May 18 2011: We met for our last session before the summer break. We took a quick “stroll” through the book of Acts. We noted the following:
1. Acts covers a span of 30 years, approximately 34 AD to 64 AD. 25% of Acts represents speeches given by the apostles.
2. The values of the early church are clearly stated in 2:43. This represents a spirit of community which fostered service, prayer, worship and unity among believers. In these golden days in the first few years in Jerusalem, believers were added by the thousands, primarily attracted by the conviction of the preaching and the lifestyle of the adherents. The actions of the Christians gave credibility to their message.
3. The first half of Acts (ch 1-12) feature Peter, who is mentioned more times in the NT than anyone other than Jesus. We also see, in ch 7, the martyrdom of Stephen and the rise of persection among the early church. Saul has a part in this, and the believers scattered throughout the countryside of Judea and Samaria.
4. In ch 10 we have the watershed epiphany in which Peter sees that “truly God shows no partiality,” and the spread of the message to Gentiles begins in earnest.
5. Chapters 13-28 feature Paul, beginning with his Damascus Road conversion. The early Christians move out to the edges of the civilized world with their radical message of God’s grace, “turning the world upside down.” (Acts 17:6) The end of Acts leaves us hanging as to whether or not Paul was martyred or released from his house arrest in Rome. The ancient world is silent on his fate which leaves us with many questions. Was Acts written just before his death? If so, why was no postscript ever added as to his fate if it was known? Why is it such a pervasive belief that he was martyred if no evidence exists? If he was not martyred, how does that impact the message of Acts?

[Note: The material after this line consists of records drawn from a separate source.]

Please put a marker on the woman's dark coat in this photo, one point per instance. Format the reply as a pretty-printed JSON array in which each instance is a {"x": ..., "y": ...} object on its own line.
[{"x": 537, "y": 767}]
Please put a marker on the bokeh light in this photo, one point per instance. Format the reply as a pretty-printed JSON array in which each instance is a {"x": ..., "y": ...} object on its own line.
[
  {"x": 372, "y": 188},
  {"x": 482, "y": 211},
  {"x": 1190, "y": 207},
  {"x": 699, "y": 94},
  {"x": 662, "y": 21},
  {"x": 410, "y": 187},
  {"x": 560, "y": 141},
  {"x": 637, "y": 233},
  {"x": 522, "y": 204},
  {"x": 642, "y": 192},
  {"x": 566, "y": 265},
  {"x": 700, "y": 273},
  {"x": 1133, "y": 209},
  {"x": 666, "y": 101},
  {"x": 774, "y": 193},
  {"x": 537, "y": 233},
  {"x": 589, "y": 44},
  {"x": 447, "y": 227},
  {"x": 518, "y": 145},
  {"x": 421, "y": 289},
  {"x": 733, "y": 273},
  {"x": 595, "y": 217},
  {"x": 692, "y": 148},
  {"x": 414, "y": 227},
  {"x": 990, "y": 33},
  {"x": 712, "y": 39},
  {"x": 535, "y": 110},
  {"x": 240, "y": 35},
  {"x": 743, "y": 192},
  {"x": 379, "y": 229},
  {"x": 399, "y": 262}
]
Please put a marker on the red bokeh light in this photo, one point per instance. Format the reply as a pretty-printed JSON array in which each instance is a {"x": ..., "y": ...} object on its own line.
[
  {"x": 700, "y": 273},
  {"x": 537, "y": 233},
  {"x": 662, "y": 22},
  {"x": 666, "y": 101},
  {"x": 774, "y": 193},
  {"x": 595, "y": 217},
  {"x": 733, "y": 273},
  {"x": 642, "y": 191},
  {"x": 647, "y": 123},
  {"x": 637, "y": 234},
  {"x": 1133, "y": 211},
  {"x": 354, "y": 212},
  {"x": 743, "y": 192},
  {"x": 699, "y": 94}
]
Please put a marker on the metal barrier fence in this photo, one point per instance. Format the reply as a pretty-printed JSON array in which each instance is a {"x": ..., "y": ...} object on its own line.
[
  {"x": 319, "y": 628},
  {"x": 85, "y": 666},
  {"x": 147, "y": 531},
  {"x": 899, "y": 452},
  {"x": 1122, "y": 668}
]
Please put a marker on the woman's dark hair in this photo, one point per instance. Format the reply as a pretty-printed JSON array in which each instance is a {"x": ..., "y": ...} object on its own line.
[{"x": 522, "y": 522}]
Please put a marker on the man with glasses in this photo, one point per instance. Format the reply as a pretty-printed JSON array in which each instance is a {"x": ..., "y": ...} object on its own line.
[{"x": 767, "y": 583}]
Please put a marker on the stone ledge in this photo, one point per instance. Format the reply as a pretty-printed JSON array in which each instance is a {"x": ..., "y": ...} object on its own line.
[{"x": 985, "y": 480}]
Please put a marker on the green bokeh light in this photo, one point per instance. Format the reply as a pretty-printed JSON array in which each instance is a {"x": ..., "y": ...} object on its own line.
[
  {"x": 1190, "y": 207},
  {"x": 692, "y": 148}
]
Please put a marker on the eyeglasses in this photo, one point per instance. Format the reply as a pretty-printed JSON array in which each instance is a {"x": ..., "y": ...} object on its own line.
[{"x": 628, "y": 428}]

The themes of Acts are the geographical spread of the message, through the power of the Holy Spirit. It becomes a message for all the nations and all the peoples. The “two men in white” have been a consistent presence in Lukan writing, i.e. Acts 1:10-11, Luke 24:4, Luke 9:3031. We suppose that this points to a continuity with Moses (law) and Elijah (prophet) as foundation for the new church. Also, it points to the Church as a fulfillment of Jewish scripture. There is in Acts an emphasis on unity and harmony in the Church under the direction of the Holy Spirit. We see from the key scripture, Acts 1:8, that being a witness to the power of God is the heart of discipleship.